Canadian Packaging

The Cycle Of Life – September 2012 print ed.

By Andrew Joseph, Features Editor   

Sustainability recycling TerraCycle TerraCycle Canada Upcycling

Green entrepreneurship reaps many different rewards in global war on packaging waste

Turning poop into gold may sound like extreme alchemy gone wild, but it’s something that Toronto-born entrepreneur Tom Szaky has been doing literally since his undergrad days back at Princeton University, where he made much more than a few dimes selling worm poop as an all-natural, Earth-friendly, low-cost fertilizer that he was convinced was a product just waiting for open-minded retail customers to embrace.
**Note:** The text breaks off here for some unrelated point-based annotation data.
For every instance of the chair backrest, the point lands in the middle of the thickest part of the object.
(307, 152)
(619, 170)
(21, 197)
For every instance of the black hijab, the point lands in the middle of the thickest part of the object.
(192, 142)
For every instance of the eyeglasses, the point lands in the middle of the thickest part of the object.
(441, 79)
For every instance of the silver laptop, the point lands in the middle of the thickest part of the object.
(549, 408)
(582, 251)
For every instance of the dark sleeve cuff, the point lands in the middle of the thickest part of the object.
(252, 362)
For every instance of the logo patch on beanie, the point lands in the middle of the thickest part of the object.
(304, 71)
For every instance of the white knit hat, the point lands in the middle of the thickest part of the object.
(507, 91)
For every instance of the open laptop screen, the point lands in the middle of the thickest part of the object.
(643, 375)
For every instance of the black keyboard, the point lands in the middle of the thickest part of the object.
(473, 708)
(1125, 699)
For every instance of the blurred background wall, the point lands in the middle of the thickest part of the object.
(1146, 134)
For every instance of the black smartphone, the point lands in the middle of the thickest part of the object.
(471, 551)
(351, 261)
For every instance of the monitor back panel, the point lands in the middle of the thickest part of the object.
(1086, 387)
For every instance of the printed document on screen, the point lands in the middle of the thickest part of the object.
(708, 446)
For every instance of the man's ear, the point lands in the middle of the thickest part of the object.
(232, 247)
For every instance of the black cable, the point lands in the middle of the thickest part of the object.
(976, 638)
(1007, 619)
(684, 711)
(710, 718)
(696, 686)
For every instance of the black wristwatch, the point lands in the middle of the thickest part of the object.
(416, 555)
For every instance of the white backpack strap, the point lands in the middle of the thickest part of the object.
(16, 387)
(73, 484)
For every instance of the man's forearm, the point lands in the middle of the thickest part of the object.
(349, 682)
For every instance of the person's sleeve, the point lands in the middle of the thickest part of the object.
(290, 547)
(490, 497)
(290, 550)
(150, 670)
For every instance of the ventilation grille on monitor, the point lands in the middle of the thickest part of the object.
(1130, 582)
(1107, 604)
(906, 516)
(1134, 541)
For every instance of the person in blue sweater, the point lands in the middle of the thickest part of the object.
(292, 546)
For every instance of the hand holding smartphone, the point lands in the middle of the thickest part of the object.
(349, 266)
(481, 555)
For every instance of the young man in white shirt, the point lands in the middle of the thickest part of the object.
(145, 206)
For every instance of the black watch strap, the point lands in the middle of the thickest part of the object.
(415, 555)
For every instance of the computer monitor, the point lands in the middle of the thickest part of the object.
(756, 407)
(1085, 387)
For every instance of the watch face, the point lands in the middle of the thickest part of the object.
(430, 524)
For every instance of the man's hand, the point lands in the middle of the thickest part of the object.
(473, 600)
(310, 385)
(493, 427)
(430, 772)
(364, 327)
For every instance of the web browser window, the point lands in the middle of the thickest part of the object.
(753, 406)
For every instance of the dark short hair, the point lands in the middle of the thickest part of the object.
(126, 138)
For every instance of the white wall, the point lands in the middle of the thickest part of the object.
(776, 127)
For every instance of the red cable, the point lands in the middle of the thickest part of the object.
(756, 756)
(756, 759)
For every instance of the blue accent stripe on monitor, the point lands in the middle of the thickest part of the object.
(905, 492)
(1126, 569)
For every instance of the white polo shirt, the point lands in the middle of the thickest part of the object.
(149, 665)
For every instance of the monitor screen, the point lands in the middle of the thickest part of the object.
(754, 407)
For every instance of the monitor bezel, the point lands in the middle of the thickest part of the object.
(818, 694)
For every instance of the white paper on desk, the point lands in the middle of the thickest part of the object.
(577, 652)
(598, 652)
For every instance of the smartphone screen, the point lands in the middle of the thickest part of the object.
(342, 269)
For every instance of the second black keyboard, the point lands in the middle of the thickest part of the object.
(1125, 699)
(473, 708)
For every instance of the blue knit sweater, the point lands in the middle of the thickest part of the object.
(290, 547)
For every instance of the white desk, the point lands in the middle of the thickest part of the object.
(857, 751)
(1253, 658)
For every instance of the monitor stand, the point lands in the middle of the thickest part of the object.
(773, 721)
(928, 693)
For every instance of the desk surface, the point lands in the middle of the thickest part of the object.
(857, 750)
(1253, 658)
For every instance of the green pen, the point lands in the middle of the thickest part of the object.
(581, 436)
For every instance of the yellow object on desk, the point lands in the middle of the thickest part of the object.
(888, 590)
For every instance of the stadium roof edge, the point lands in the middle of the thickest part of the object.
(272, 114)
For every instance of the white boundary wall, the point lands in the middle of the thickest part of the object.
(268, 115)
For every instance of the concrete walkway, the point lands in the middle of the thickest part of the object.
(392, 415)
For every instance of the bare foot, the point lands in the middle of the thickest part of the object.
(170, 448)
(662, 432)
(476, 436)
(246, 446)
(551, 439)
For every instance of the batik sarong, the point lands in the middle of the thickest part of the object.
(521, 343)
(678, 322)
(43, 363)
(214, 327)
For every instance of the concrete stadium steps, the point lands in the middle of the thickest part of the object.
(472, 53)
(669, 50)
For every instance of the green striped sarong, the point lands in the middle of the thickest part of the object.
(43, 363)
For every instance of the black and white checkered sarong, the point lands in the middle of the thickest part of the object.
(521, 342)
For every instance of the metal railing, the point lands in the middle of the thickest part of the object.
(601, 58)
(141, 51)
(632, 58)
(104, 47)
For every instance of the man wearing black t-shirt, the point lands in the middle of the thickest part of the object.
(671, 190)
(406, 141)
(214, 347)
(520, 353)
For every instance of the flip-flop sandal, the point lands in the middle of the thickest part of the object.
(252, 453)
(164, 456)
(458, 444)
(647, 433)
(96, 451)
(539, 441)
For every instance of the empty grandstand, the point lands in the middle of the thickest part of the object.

And embrace it they did—warmly enough to enable Szaky to incorporate his fledgling student-run operation into TerraCycle, Inc.—today a thriving, globally-operating company leading the way in collecting many types of hard-to-recycle packaging products and turning them into new innovative, affordable consumer goods while offering a brilliant end-of-life packaging solution for millions of tonnes of used packaging headed for landfills.

Founded in 2001 as part of a business plan for a Princeton University student contest, TerraCycle’s beginnings were as humble as one would expect, with Szaky and fellow student Jon Beyer manually collecting waste from the school’s dining hall, processing it into the so-called ‘Worm Gin’ to feed their worms, and turning the worm poop into a fertilizer mix that they packed into discarded beverage containers.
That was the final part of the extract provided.